Factoring in a second half weighting, analysts at house broker Cenkos Securities expect full-year pre-tax profit to rise from £5.1m to £8m on 46 per cent higher revenue of £340m, and are pencilling in a step change in profits to £11m on revenue of £380m in 2022, a forecast that is increasingly looking conservative.
On this basis, expect earnings per share (EPS) to rise by 50 per cent to 15.5p this year, and increase by almost 40 per cent to 21.2p in 2022. Shareholders can also bank on pay-outs of 4.4p and 4.7p, respectively, implying the shares are priced on a forward price/earnings (PE) ratio of 6.3 for 2022 and offer a prospective dividend yield of 3.5 per cent. That’s an attractive rating for a well-funded business that is riding a UK investment boom and one that has substance. To put the undervaluation into perspective, the average PE ratio for peers is 9.7 based on 2022 forecasts.

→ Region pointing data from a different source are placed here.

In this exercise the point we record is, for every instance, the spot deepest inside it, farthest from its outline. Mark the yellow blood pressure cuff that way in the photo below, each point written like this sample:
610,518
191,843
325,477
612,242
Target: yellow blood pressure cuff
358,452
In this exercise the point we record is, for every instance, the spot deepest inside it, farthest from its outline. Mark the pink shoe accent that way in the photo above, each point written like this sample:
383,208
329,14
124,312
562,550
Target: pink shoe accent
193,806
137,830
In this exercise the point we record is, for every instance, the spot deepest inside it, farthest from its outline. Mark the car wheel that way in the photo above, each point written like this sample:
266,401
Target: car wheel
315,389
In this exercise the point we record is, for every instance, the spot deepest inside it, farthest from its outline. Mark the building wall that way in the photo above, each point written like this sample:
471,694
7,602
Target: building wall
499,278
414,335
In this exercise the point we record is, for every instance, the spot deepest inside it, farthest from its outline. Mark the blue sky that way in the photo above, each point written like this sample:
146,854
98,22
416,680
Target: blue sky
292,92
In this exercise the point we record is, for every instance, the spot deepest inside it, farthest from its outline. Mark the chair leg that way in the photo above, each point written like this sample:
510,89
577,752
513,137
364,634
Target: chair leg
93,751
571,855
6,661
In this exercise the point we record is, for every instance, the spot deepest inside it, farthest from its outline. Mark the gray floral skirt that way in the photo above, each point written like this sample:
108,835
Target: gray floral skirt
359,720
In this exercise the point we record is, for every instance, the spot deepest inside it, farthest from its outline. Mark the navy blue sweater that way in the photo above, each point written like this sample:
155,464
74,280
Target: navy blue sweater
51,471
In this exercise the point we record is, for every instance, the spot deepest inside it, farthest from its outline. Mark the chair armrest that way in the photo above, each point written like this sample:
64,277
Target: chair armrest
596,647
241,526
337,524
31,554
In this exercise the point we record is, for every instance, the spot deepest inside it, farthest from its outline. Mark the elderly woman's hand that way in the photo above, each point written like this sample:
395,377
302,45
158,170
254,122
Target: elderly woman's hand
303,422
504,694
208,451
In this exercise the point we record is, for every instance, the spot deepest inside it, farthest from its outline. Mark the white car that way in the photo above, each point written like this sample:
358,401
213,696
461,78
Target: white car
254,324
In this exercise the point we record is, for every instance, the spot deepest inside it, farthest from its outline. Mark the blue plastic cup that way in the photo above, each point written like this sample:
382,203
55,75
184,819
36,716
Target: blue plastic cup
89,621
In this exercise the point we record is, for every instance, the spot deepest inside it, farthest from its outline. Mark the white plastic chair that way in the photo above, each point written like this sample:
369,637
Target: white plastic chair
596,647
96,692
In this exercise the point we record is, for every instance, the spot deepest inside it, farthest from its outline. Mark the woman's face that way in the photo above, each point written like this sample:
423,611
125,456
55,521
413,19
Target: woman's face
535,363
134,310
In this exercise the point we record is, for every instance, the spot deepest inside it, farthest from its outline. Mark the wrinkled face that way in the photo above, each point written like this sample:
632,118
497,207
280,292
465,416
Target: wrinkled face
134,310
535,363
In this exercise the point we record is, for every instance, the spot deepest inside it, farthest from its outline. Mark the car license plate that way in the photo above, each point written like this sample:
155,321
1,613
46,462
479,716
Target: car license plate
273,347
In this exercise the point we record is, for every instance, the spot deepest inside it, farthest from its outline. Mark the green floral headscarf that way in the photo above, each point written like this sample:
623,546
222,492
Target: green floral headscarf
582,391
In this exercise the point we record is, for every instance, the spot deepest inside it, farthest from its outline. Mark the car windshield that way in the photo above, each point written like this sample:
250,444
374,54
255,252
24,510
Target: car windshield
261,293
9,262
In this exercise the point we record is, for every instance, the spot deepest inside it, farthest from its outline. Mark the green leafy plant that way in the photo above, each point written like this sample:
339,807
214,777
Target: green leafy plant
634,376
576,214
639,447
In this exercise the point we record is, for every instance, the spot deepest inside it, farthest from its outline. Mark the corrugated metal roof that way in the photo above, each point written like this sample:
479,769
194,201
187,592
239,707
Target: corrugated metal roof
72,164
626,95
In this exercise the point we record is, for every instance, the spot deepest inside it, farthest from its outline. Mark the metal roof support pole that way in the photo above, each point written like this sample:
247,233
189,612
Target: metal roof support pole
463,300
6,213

TClarke’s shares have produced a 61 per cent total return since I first suggested buying (Alpha Research: ‘Profit from a buoyant earnings cycle’, 7 December 2018), and the share price subsequently rallied 38 per cent to a 11-year high of 159p after I covered the 2020 annual results (‘Built for the 21st century’, 16 April 2021). The profit taking since then is a strong repeat buying opportunity in my view and one that offers decent upside to my new target price of 170p. Strong buy.